= XML-binary Optimized Packaging =

XML-binary Optimized Packaging (XOP) is a mechanism defined for the serialization of XML Information Sets (infosets) that contain binary data, as well as deserialization back into the XML Information Set.

==Benefits==

XOP allows the binary data part of an XML Infoset to be serialized without going through the XML serializer. The XML serialization of an XML Infoset is text based, so any binary data will need to be encoded using base64. Using XOP avoids this by extracting the binary data out of the XML Infoset so that the XML Infoset does not contain binary data and the binary data can be serialized differently.

Therefore, XOP can reduce the size of the serialization (since base64 encoding has approximately a 33% size overhead) and (depending on how it is implemented) might allow processing efficiencies. This size increase results in extra resources needed to transmit or store the data.

==Costs==

XOP introduces another level of processing. Therefore, it introduces extra complexity and processing overheads.

The representation of the XOP packages introduces some overhead. These are negligible when the binary data is large, but could be significant if the binary data is small.

==Operation==

XOP operates on a single XML Infoset.

The binary parts of the original XML infoset are extracted out, leaving an "XOP Infoset" (which is essentially the original XML Infoset with the binary parts replaced by external references). The references in the XOP Infoset are represented using the "xop:Include" element. The XOP Infoset plus the extracted content can be serialized into a representation called the "XOP Package". The XOP Package can be sent or stored.

To reconstitute the XML Infoset, the XOP Package is deserialized into the XOP Infoset plus the extracted content, and then the extracted content is put back into the XML Infoset.

==XOP Packages==

XOP can be used with a number of different packaging mechanisms. A packaging mechanism defines how the XOP Infoset and the binary chunks are represented.

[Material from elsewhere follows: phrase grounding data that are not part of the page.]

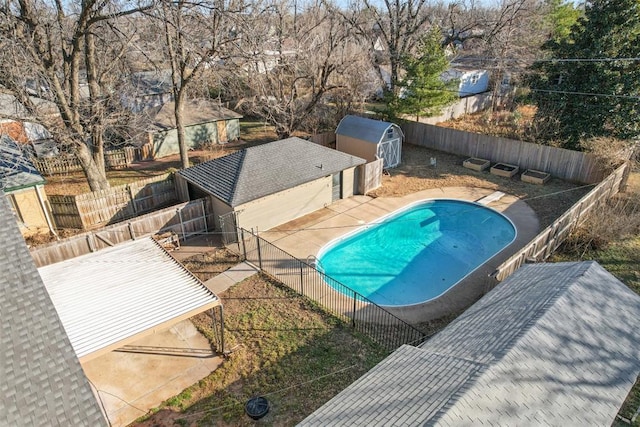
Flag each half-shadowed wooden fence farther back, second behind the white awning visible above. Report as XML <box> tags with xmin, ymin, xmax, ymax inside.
<box><xmin>49</xmin><ymin>174</ymin><xmax>177</xmax><ymax>229</ymax></box>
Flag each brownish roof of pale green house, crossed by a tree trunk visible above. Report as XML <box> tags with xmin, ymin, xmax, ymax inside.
<box><xmin>148</xmin><ymin>99</ymin><xmax>242</xmax><ymax>130</ymax></box>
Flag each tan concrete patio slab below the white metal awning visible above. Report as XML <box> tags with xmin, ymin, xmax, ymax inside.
<box><xmin>82</xmin><ymin>320</ymin><xmax>222</xmax><ymax>427</ymax></box>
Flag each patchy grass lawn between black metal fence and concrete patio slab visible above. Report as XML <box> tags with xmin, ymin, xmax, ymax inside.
<box><xmin>139</xmin><ymin>275</ymin><xmax>386</xmax><ymax>426</ymax></box>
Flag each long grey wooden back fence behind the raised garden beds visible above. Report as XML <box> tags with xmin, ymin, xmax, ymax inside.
<box><xmin>401</xmin><ymin>122</ymin><xmax>605</xmax><ymax>184</ymax></box>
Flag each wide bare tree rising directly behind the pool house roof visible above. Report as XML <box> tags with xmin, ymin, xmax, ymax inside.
<box><xmin>233</xmin><ymin>2</ymin><xmax>362</xmax><ymax>138</ymax></box>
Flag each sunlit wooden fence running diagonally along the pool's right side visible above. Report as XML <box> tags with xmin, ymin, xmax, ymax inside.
<box><xmin>494</xmin><ymin>164</ymin><xmax>629</xmax><ymax>281</ymax></box>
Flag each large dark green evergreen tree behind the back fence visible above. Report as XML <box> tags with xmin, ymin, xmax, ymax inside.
<box><xmin>530</xmin><ymin>0</ymin><xmax>640</xmax><ymax>149</ymax></box>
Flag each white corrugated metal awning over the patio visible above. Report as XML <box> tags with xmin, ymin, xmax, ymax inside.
<box><xmin>38</xmin><ymin>237</ymin><xmax>222</xmax><ymax>362</ymax></box>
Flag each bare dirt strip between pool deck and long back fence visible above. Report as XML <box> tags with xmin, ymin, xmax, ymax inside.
<box><xmin>369</xmin><ymin>143</ymin><xmax>594</xmax><ymax>227</ymax></box>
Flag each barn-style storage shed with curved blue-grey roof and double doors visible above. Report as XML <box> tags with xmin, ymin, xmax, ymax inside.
<box><xmin>336</xmin><ymin>116</ymin><xmax>404</xmax><ymax>169</ymax></box>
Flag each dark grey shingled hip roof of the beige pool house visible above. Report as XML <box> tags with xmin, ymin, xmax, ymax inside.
<box><xmin>178</xmin><ymin>137</ymin><xmax>365</xmax><ymax>207</ymax></box>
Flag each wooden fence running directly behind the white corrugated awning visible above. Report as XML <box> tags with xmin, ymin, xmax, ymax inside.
<box><xmin>31</xmin><ymin>199</ymin><xmax>213</xmax><ymax>267</ymax></box>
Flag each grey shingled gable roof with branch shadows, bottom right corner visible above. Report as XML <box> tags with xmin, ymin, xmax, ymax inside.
<box><xmin>301</xmin><ymin>262</ymin><xmax>640</xmax><ymax>426</ymax></box>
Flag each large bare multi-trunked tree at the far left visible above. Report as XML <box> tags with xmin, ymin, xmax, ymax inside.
<box><xmin>0</xmin><ymin>0</ymin><xmax>149</xmax><ymax>190</ymax></box>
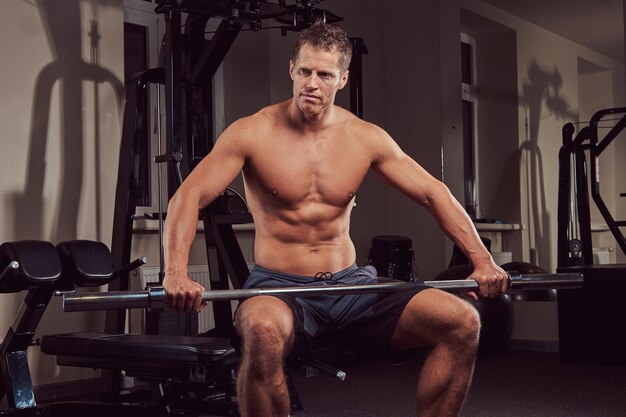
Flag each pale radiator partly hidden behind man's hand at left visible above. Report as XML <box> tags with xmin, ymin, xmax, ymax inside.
<box><xmin>138</xmin><ymin>262</ymin><xmax>254</xmax><ymax>333</ymax></box>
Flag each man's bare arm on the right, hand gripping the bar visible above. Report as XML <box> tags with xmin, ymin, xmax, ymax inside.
<box><xmin>373</xmin><ymin>128</ymin><xmax>509</xmax><ymax>297</ymax></box>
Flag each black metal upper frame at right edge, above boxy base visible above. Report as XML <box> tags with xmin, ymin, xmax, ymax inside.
<box><xmin>557</xmin><ymin>107</ymin><xmax>626</xmax><ymax>267</ymax></box>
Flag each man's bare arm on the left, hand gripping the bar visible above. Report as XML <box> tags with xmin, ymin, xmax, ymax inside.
<box><xmin>163</xmin><ymin>119</ymin><xmax>252</xmax><ymax>312</ymax></box>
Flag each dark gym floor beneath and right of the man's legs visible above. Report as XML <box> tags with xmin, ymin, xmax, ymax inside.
<box><xmin>292</xmin><ymin>351</ymin><xmax>626</xmax><ymax>417</ymax></box>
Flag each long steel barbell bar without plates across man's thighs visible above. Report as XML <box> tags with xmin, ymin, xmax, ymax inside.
<box><xmin>63</xmin><ymin>272</ymin><xmax>583</xmax><ymax>312</ymax></box>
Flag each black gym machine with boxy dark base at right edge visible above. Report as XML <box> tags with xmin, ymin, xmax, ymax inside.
<box><xmin>557</xmin><ymin>107</ymin><xmax>626</xmax><ymax>365</ymax></box>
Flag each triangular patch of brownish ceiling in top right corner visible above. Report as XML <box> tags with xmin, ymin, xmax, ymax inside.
<box><xmin>484</xmin><ymin>0</ymin><xmax>626</xmax><ymax>62</ymax></box>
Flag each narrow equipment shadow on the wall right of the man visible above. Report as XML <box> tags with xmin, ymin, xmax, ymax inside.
<box><xmin>519</xmin><ymin>60</ymin><xmax>578</xmax><ymax>266</ymax></box>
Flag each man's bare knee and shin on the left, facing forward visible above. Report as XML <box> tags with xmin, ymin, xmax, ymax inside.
<box><xmin>235</xmin><ymin>296</ymin><xmax>294</xmax><ymax>417</ymax></box>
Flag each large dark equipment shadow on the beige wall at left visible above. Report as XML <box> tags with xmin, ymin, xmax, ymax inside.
<box><xmin>13</xmin><ymin>0</ymin><xmax>124</xmax><ymax>242</ymax></box>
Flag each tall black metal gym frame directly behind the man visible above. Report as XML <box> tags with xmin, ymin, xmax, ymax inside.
<box><xmin>103</xmin><ymin>0</ymin><xmax>367</xmax><ymax>392</ymax></box>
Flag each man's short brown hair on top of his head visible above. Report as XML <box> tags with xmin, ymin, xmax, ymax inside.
<box><xmin>291</xmin><ymin>21</ymin><xmax>352</xmax><ymax>73</ymax></box>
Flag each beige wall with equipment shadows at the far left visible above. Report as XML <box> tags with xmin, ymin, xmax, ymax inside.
<box><xmin>0</xmin><ymin>0</ymin><xmax>123</xmax><ymax>384</ymax></box>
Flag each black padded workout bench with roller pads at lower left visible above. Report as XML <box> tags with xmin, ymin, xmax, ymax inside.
<box><xmin>0</xmin><ymin>240</ymin><xmax>239</xmax><ymax>417</ymax></box>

The XOP specification defines how MIME can be used as a packaging mechanism. When used with MIME, the XOP Infoset is represented as XML in the root MIME part, and the binary chunks are represented in the other MIME parts. Those other MIME parts can be serialized as binary data, avoiding the need to base64 encode them if they were left inside the XML Infoset.

XOP does not mandate the use of the MIME packaging mechanism, so other packaging mechanisms could be used.

==Usage in SOAP Web services==

The MIME packaging mechanism is the most widely used, since XOP is usually used to represent SOAP messages with MTOM.